Things that sometimes come under the banner of Patriotism or whatever, call it want you want, I just don't get them.They always feel wrong. We live in a world where we know Politicians and Governments to be less than truthful and quite prepared to do what ever they want to maintain the good times. Recent events have shown though that  isn't as secure as it was once thought to be. 
For some who were at the front of the race, stumbling has occurred and brought about the need for a rethink as to how things actually are on the big world stage at the moment.
It seems to have upset some and their reaction to the current state of affairs is one that's slightly worrying. 



Flag waving and singing  while showing slow motion film of good old American Mid West families and assorted other stereotypical everyday average Joes standing in corn fields and  sitting in barns, whilst  staring into the middle distance and looking slightly upset and abashed because America is now full of "foreign cars" running on "gas that isn't ours" and then reassuring us that they aren't being prejudiced about all this it's simply the fact that  these people are "made in America" and these other things, being made somewhere else, are causing the problems for those that are. At this point I started thinking is that not being prejudiced like when someone tells me they're not being funny but...


 So, what is the problem then? the rest of The World encroaching, the unexpected erosion of a way of life and an economy once thought indestructible or the prospect of things having to change because guess what,nothing stays the same?


Welcome to the rest of The World... It happens to all of us.

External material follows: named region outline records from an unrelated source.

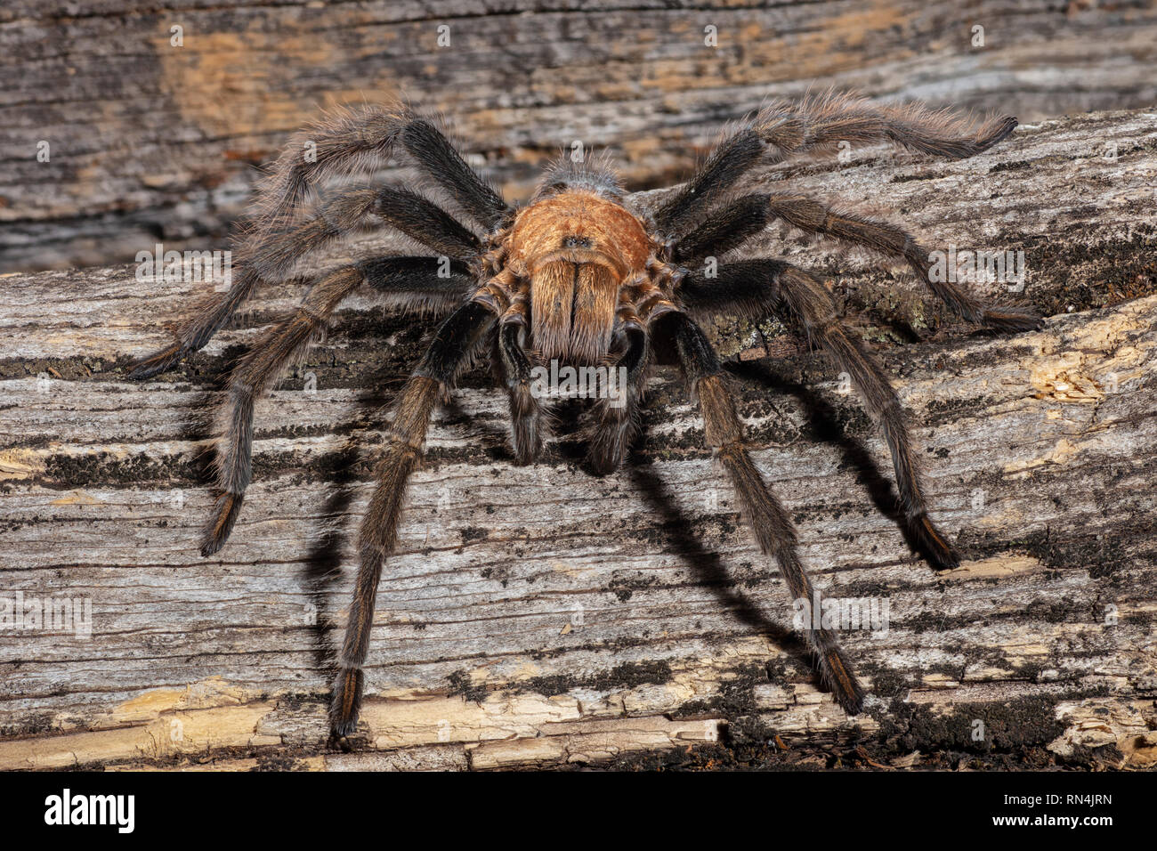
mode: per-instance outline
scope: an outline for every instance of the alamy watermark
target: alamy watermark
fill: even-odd
[[[93,600],[25,596],[22,590],[0,594],[0,632],[5,630],[72,632],[76,638],[91,638]]]
[[[155,278],[174,283],[216,281],[222,287],[233,283],[233,251],[164,250],[160,242],[154,250],[137,252],[137,280]]]
[[[929,251],[928,280],[934,284],[966,281],[970,284],[1004,284],[1010,293],[1023,293],[1027,270],[1024,251],[988,251],[957,249]]]
[[[551,360],[551,366],[530,371],[530,395],[535,398],[605,398],[611,408],[627,404],[625,366],[567,366]]]
[[[887,634],[891,601],[886,597],[824,597],[818,589],[811,596],[791,602],[795,629],[871,630]]]

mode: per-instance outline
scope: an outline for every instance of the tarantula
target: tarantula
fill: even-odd
[[[831,294],[813,274],[782,259],[710,264],[781,220],[806,233],[902,258],[966,320],[997,329],[1032,329],[1040,320],[1019,307],[993,308],[952,284],[929,278],[929,251],[892,225],[837,212],[790,191],[737,195],[758,164],[832,148],[840,141],[892,141],[951,157],[987,149],[1012,132],[1011,117],[981,123],[922,105],[878,107],[823,95],[766,107],[728,131],[691,179],[648,212],[633,210],[606,161],[561,159],[533,197],[511,206],[470,168],[435,122],[407,107],[339,112],[290,142],[257,195],[253,225],[239,244],[228,292],[214,295],[179,327],[176,340],[140,361],[150,376],[202,347],[263,281],[285,279],[323,244],[384,223],[436,256],[374,257],[317,280],[300,307],[271,328],[237,362],[222,405],[216,484],[220,497],[201,553],[229,537],[251,475],[253,404],[323,330],[338,305],[363,283],[392,305],[449,311],[392,405],[376,487],[361,522],[358,572],[330,720],[344,741],[358,722],[382,565],[393,550],[406,482],[422,457],[435,405],[472,358],[488,353],[509,395],[511,442],[519,464],[543,448],[544,406],[533,391],[536,365],[612,365],[626,377],[625,401],[590,409],[589,462],[598,474],[619,468],[635,436],[648,366],[681,366],[698,398],[706,442],[722,463],[762,551],[775,559],[793,599],[812,599],[783,506],[752,461],[724,381],[724,368],[695,317],[713,314],[790,318],[847,372],[885,438],[904,516],[937,568],[959,557],[928,515],[914,441],[896,391],[876,359],[841,324]],[[312,157],[303,155],[314,144]],[[417,192],[385,184],[347,186],[310,204],[323,182],[366,174],[391,157],[415,167],[481,234]],[[804,630],[824,681],[849,713],[864,691],[835,634]]]

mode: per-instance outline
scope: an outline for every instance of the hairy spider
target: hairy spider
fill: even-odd
[[[920,549],[937,568],[959,558],[928,515],[914,441],[904,411],[876,359],[840,323],[833,300],[813,274],[774,258],[718,264],[706,258],[742,247],[776,220],[843,243],[907,261],[931,291],[971,322],[1032,329],[1022,308],[993,308],[952,284],[929,278],[929,251],[907,232],[783,191],[737,195],[752,167],[835,146],[892,141],[915,151],[966,157],[1007,137],[1010,117],[977,123],[921,105],[878,107],[826,94],[776,103],[727,132],[699,170],[654,210],[633,210],[605,161],[552,164],[530,201],[511,207],[471,169],[436,124],[406,107],[339,112],[290,142],[257,195],[253,225],[239,244],[228,292],[214,295],[167,349],[140,361],[150,376],[204,346],[263,281],[285,279],[308,254],[359,229],[385,223],[434,251],[434,257],[375,257],[319,278],[300,307],[270,329],[239,360],[222,406],[216,479],[221,494],[201,553],[216,552],[237,520],[251,475],[253,404],[324,328],[334,308],[362,283],[406,309],[442,309],[449,317],[392,405],[376,487],[361,523],[358,572],[330,720],[344,739],[358,722],[375,595],[395,546],[406,482],[422,456],[435,405],[477,354],[488,353],[509,395],[511,441],[519,464],[535,461],[544,440],[544,408],[532,386],[536,365],[613,366],[625,398],[598,398],[590,409],[589,462],[599,474],[619,468],[631,445],[653,362],[683,367],[703,418],[707,443],[738,494],[756,541],[775,559],[791,599],[812,599],[796,531],[749,454],[724,369],[695,317],[727,313],[790,318],[847,372],[878,424],[896,470],[900,502]],[[314,157],[304,157],[314,142]],[[323,182],[364,174],[391,157],[415,167],[482,229],[479,236],[423,196],[384,184],[345,188],[325,204],[310,198]],[[441,272],[441,273],[440,273]],[[835,634],[805,629],[824,681],[849,713],[863,690]]]

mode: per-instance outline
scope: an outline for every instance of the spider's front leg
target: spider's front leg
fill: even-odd
[[[687,234],[671,249],[673,258],[691,264],[703,257],[718,257],[737,248],[776,219],[809,234],[828,236],[850,245],[861,245],[890,258],[902,258],[916,276],[945,305],[968,322],[1004,331],[1040,328],[1041,320],[1022,306],[987,305],[972,293],[931,274],[930,252],[904,228],[885,221],[835,211],[801,195],[750,195],[715,211],[712,219]]]
[[[340,739],[352,734],[358,726],[364,689],[362,665],[369,650],[377,584],[382,566],[397,543],[406,483],[421,460],[422,443],[437,401],[470,362],[494,318],[491,307],[478,301],[459,307],[439,327],[393,404],[386,447],[374,474],[377,486],[358,536],[361,566],[330,704],[330,722]]]
[[[396,148],[488,232],[513,214],[429,119],[401,105],[339,110],[297,134],[272,164],[250,205],[249,230],[236,245],[236,274],[229,291],[199,305],[176,330],[172,344],[138,361],[133,376],[162,373],[204,347],[261,283],[281,280],[304,255],[360,227],[368,213],[381,215],[436,251],[464,259],[454,243],[474,241],[473,235],[412,192],[344,192],[334,204],[304,214],[305,203],[318,186],[332,178],[369,174],[384,166]],[[315,156],[305,157],[305,151]],[[449,241],[449,247],[436,245],[430,235],[435,242]],[[477,244],[471,251],[474,249]]]
[[[221,490],[201,537],[201,555],[220,550],[233,531],[252,476],[253,408],[295,358],[309,347],[333,310],[362,281],[401,307],[450,308],[470,292],[474,278],[463,264],[451,264],[450,276],[437,274],[434,257],[383,257],[340,269],[315,284],[301,306],[271,328],[237,364],[229,376],[228,401],[221,410],[216,446],[216,482]]]
[[[805,601],[805,611],[810,611],[815,597],[811,580],[796,551],[795,526],[747,453],[743,425],[724,384],[723,368],[715,351],[702,329],[681,311],[663,316],[655,332],[673,338],[679,361],[699,398],[707,443],[731,478],[760,549],[779,563],[791,599]],[[812,624],[812,618],[808,617],[806,623]],[[820,673],[837,702],[850,714],[861,712],[864,692],[835,633],[809,625],[804,629],[804,638],[816,652]]]
[[[904,408],[883,367],[843,328],[835,302],[824,284],[802,269],[782,261],[729,263],[716,278],[688,276],[679,298],[692,313],[735,313],[749,318],[780,308],[795,316],[852,384],[876,420],[892,455],[908,529],[939,570],[956,567],[960,557],[928,515],[924,487],[916,463],[915,441]]]

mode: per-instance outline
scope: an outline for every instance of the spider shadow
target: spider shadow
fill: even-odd
[[[337,618],[325,614],[326,607],[334,584],[341,579],[342,552],[352,535],[349,523],[353,518],[349,507],[360,489],[374,486],[373,480],[367,485],[361,475],[366,470],[359,468],[366,464],[373,467],[375,447],[367,446],[361,438],[369,430],[386,426],[390,404],[407,377],[407,374],[398,374],[392,366],[375,371],[366,377],[366,384],[375,389],[359,394],[353,410],[334,428],[336,433],[346,435],[346,442],[326,462],[319,524],[310,535],[303,571],[308,593],[318,614],[312,624],[315,661],[319,668],[329,672],[331,680],[338,673],[341,637],[338,634],[340,624]],[[443,420],[450,420],[459,427],[465,424],[471,432],[470,439],[480,445],[488,457],[514,461],[514,453],[507,447],[506,432],[480,424],[460,406],[456,396],[450,395],[448,399],[443,399],[439,409]]]
[[[883,476],[876,458],[863,443],[839,426],[839,415],[831,403],[806,386],[784,380],[762,360],[730,361],[725,364],[725,368],[740,381],[758,383],[765,389],[795,398],[816,436],[840,450],[843,463],[855,472],[856,482],[868,492],[876,509],[896,524],[908,549],[931,567],[934,563],[921,548],[919,537],[908,527],[900,511],[899,494],[892,480]]]
[[[554,413],[560,426],[559,433],[567,433],[568,436],[577,435],[580,430],[588,425],[584,418],[585,412],[585,408],[575,399],[559,404]],[[640,440],[636,440],[635,445],[638,446],[639,442]],[[587,443],[577,436],[559,440],[555,443],[555,449],[567,462],[575,464],[591,476],[596,475],[591,472],[587,461]],[[646,506],[659,519],[662,535],[671,551],[691,567],[700,585],[709,588],[721,604],[734,611],[739,622],[749,630],[767,637],[801,662],[803,669],[812,673],[818,682],[811,650],[796,632],[768,618],[761,606],[736,588],[735,577],[729,573],[723,559],[718,553],[705,546],[702,541],[697,537],[694,534],[697,523],[683,512],[670,489],[654,472],[649,458],[633,449],[618,472],[610,475],[629,478],[642,494]]]

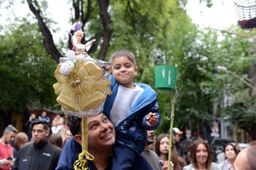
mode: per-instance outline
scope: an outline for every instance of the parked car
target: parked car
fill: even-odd
[[[231,143],[234,146],[236,146],[236,143],[235,142],[233,142]],[[239,145],[239,147],[240,147],[240,151],[241,151],[243,149],[244,149],[245,147],[247,147],[247,146],[250,146],[249,144],[247,144],[247,143],[238,143],[238,145]]]

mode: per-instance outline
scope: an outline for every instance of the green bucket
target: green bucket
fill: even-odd
[[[155,68],[155,87],[160,90],[174,90],[178,68],[171,66],[158,66]]]

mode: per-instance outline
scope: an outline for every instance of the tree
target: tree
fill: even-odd
[[[56,63],[42,46],[38,25],[26,19],[19,21],[23,24],[8,25],[0,35],[0,110],[8,118],[4,127],[11,122],[14,112],[54,108],[56,103],[52,87]]]

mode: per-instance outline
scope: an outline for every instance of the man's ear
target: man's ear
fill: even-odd
[[[45,136],[46,137],[48,136],[48,135],[49,135],[49,133],[50,133],[50,131],[49,130],[46,130],[46,134]]]
[[[82,135],[76,135],[74,137],[75,140],[80,143],[80,145],[82,145]]]

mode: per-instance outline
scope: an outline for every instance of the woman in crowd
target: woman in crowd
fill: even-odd
[[[227,143],[223,147],[225,161],[218,164],[221,170],[233,170],[233,165],[237,157],[237,150],[231,143]]]
[[[56,147],[61,153],[62,151],[62,137],[59,134],[52,134],[48,140],[48,142]]]
[[[158,137],[155,142],[155,152],[159,157],[162,167],[168,161],[169,135],[169,134],[161,134]],[[177,154],[174,145],[172,147],[171,160],[174,164],[174,170],[182,169],[182,168],[187,165],[184,159]]]
[[[189,161],[191,163],[183,170],[219,170],[218,164],[212,162],[211,150],[203,140],[198,140],[192,145]]]
[[[22,146],[29,141],[29,137],[25,133],[19,132],[15,137],[13,146],[13,156],[16,158],[18,152]]]

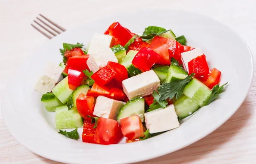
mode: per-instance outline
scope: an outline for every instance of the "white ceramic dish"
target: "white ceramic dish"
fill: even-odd
[[[154,14],[148,17],[148,13]],[[134,17],[137,19],[131,19]],[[41,95],[34,90],[40,72],[49,61],[56,64],[61,61],[58,48],[63,42],[88,43],[93,32],[103,33],[117,21],[135,33],[143,32],[148,25],[157,25],[172,29],[177,36],[184,35],[188,45],[202,49],[210,68],[214,67],[222,71],[221,84],[229,82],[226,91],[180,127],[145,141],[105,146],[82,143],[58,134],[51,125],[54,124],[54,113],[44,109],[40,101]],[[3,116],[17,140],[34,153],[53,160],[90,164],[145,160],[191,144],[226,122],[246,97],[252,80],[253,63],[242,39],[229,28],[206,17],[174,10],[117,14],[68,30],[36,50],[9,81],[3,100]]]

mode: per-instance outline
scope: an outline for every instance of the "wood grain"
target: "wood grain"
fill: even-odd
[[[256,2],[254,0],[233,0],[232,3],[228,0],[162,0],[161,3],[152,0],[131,0],[127,3],[113,0],[99,1],[0,1],[0,99],[7,79],[26,60],[32,48],[36,48],[48,40],[29,25],[39,13],[69,29],[87,20],[117,14],[124,9],[131,12],[141,6],[197,12],[235,30],[244,40],[256,58]],[[70,7],[74,4],[79,5]],[[215,131],[182,150],[137,164],[255,163],[256,79],[254,75],[250,92],[238,110]],[[7,129],[1,112],[0,134],[0,164],[58,163],[37,156],[19,143]]]

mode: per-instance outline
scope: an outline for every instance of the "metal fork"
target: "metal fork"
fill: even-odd
[[[39,25],[39,27],[37,27],[37,26],[32,23],[30,24],[37,31],[49,39],[66,31],[65,28],[52,22],[41,14],[40,14],[39,16],[41,17],[36,17],[37,20],[34,20],[34,22]],[[39,23],[39,22],[41,23]],[[40,27],[43,29],[41,29]],[[47,34],[47,32],[46,32],[46,31],[49,33]]]

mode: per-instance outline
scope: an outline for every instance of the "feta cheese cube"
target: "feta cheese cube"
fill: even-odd
[[[41,93],[52,91],[55,84],[62,79],[61,76],[64,68],[49,62],[35,86],[35,89]]]
[[[146,126],[151,133],[169,130],[180,126],[173,105],[147,112],[144,116]]]
[[[181,53],[181,60],[183,63],[185,69],[189,72],[188,64],[192,59],[196,58],[198,56],[203,55],[203,52],[200,48],[197,48],[192,50]]]
[[[124,91],[129,100],[149,95],[160,86],[160,80],[152,70],[122,81]]]
[[[96,100],[93,114],[99,117],[115,119],[119,110],[125,104],[124,102],[100,96]]]

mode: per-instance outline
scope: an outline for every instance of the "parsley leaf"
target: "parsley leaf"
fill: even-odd
[[[131,38],[130,39],[130,40],[128,40],[128,42],[127,43],[125,44],[125,46],[124,46],[124,48],[125,49],[126,51],[128,51],[128,48],[130,45],[131,45],[132,43],[134,42],[134,41],[136,39],[136,37],[137,37],[137,35],[135,35]]]
[[[94,126],[93,126],[93,129],[95,129],[97,127],[97,122],[98,122],[98,120],[99,119],[98,117],[92,117],[91,116],[87,116],[88,117],[92,119],[92,121],[91,121],[91,124],[93,124],[95,122],[95,124],[94,124]]]
[[[211,96],[210,96],[209,99],[206,103],[206,105],[208,105],[210,104],[220,95],[221,93],[221,92],[222,92],[222,90],[224,89],[224,86],[227,85],[228,82],[226,82],[220,87],[219,84],[213,87],[212,89],[212,93],[211,93]]]
[[[177,99],[181,96],[185,85],[189,81],[195,74],[191,74],[184,79],[180,81],[163,83],[158,89],[158,94],[160,96],[159,101],[172,99],[176,95]]]
[[[58,132],[59,133],[61,134],[70,139],[76,140],[78,140],[79,139],[79,135],[77,132],[77,128],[76,128],[75,130],[71,132],[67,132],[66,130],[63,131],[60,130],[59,130],[60,131]]]
[[[79,48],[83,48],[83,44],[80,44],[79,43],[77,43],[76,45],[73,45],[72,44],[69,44],[66,43],[62,43],[62,45],[63,45],[63,48],[64,51],[66,51],[67,50],[71,50],[72,49],[76,47],[78,47]]]
[[[151,39],[153,38],[153,37],[155,37],[156,36],[158,36],[158,35],[160,35],[163,33],[165,33],[166,32],[167,32],[168,31],[169,31],[170,30],[165,30],[163,31],[160,32],[158,32],[157,33],[156,33],[155,32],[154,32],[152,33],[151,33],[149,34],[148,34],[148,35],[145,35],[145,36],[139,36],[139,37],[140,37],[140,38],[141,38],[141,39],[142,39],[142,40],[144,41],[146,41],[147,40],[150,40]]]
[[[149,131],[148,130],[146,130],[143,134],[144,135],[144,137],[140,137],[140,139],[141,140],[144,140],[151,137],[151,134],[149,133]]]
[[[83,70],[83,72],[85,76],[86,76],[89,78],[89,86],[90,86],[93,85],[93,84],[94,84],[95,82],[94,80],[93,80],[93,79],[91,77],[91,76],[93,74],[93,71],[91,71],[90,72],[87,69],[86,69],[85,70]]]

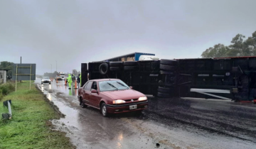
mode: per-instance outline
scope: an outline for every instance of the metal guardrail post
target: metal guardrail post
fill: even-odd
[[[12,116],[12,114],[11,114],[11,103],[10,103],[10,101],[9,100],[8,101],[8,111],[9,111],[9,119],[11,118],[11,116]]]
[[[8,106],[8,111],[9,111],[9,113],[2,114],[2,118],[4,119],[11,119],[11,118],[12,114],[11,114],[11,100],[7,100],[7,101],[4,101],[4,106]]]

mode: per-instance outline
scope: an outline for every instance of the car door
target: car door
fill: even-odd
[[[88,82],[87,82],[87,83],[85,83],[85,84],[84,84],[84,86],[82,86],[82,89],[81,89],[80,91],[80,92],[78,92],[78,95],[79,96],[82,96],[82,100],[84,100],[84,99],[85,99],[85,87],[86,87],[86,85],[87,84],[87,83]]]
[[[100,96],[100,89],[98,89],[98,86],[97,86],[97,82],[93,82],[91,91],[92,89],[95,89],[95,90],[97,91],[98,92],[97,93],[92,93],[91,92],[91,94],[90,94],[90,101],[93,104],[92,106],[94,106],[97,108],[100,108],[100,101],[101,97]]]
[[[89,96],[91,94],[90,90],[92,88],[92,82],[89,81],[87,84],[86,85],[85,89],[83,99],[85,101],[85,104],[93,106],[92,103],[90,100],[90,96]]]

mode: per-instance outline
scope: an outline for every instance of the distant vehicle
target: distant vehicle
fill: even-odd
[[[142,55],[139,57],[139,60],[159,60],[159,57],[154,55]]]
[[[59,73],[59,74],[60,74],[60,77],[61,77],[61,79],[62,79],[62,80],[64,80],[64,79],[65,79],[65,73],[60,72]]]
[[[65,75],[64,72],[60,72],[59,73],[57,73],[57,75],[55,77],[55,80],[58,79],[58,81],[64,80],[65,78]]]
[[[50,79],[48,77],[43,77],[43,78],[41,79],[41,84],[43,84],[43,83],[48,83],[49,84],[50,84]]]
[[[147,98],[132,88],[118,79],[92,79],[79,88],[78,98],[81,107],[100,109],[103,116],[110,113],[141,112],[147,108]]]

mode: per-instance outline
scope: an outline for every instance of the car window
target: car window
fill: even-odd
[[[124,82],[117,79],[99,82],[100,92],[129,89],[129,87]]]
[[[86,82],[86,83],[84,84],[84,86],[82,87],[82,89],[85,89],[86,85],[87,85],[87,84],[88,84],[88,82]]]
[[[93,82],[92,86],[92,89],[97,90],[97,82]]]
[[[85,87],[85,90],[90,91],[90,89],[92,88],[92,82],[89,82]]]

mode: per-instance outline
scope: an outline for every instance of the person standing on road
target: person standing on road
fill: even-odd
[[[80,87],[80,74],[78,74],[77,82],[78,82],[78,87]]]
[[[70,74],[68,74],[68,77],[67,78],[68,79],[68,89],[71,89],[71,85],[72,85],[72,77]]]
[[[72,74],[72,87],[75,86],[75,84],[74,84],[75,81],[75,77],[74,74]]]

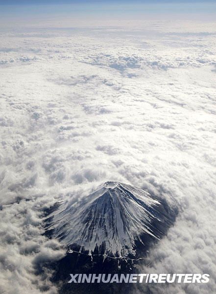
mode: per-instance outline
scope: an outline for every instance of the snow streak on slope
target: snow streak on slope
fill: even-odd
[[[89,253],[97,248],[100,252],[127,256],[137,240],[143,244],[144,234],[160,239],[157,221],[167,220],[162,205],[142,190],[107,182],[80,201],[60,204],[48,229],[67,245],[76,244]]]

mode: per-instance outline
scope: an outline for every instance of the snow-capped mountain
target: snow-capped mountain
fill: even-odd
[[[62,202],[49,216],[47,230],[68,245],[90,254],[135,255],[137,242],[160,239],[169,226],[168,207],[147,192],[107,182],[81,200]]]

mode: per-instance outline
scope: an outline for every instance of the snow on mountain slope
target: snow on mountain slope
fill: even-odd
[[[163,206],[141,189],[107,182],[79,201],[61,203],[49,216],[47,229],[67,245],[76,244],[90,253],[97,248],[125,256],[135,254],[136,241],[145,245],[144,235],[160,239],[159,224],[167,227],[168,222]]]

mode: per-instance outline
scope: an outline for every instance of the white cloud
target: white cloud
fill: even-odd
[[[50,273],[34,271],[64,252],[42,236],[43,210],[107,180],[180,209],[143,271],[211,276],[202,287],[150,293],[216,291],[213,27],[144,22],[1,35],[2,293],[56,293]]]

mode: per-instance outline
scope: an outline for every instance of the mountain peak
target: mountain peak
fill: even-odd
[[[72,204],[61,203],[49,216],[52,236],[81,251],[114,256],[136,254],[159,240],[171,221],[163,201],[134,186],[108,181]]]

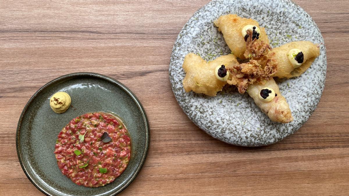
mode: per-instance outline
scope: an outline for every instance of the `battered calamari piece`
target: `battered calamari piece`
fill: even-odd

Change in how the things around us work can be upsetting. The shift in where we stand in the running of things even more so. Assuming that these things aren't going to happen is something we can do as people. When they do, we can either rally against  them and run the risk of becoming something we don'r want to or see what we can make of them.
Either way, one thing we have to understand, no matter what colour our flag or our feelings towards any change,  nothing is ever "ours"... not really


And technically, isn't everyone in America, in some way, actually made somewhere else?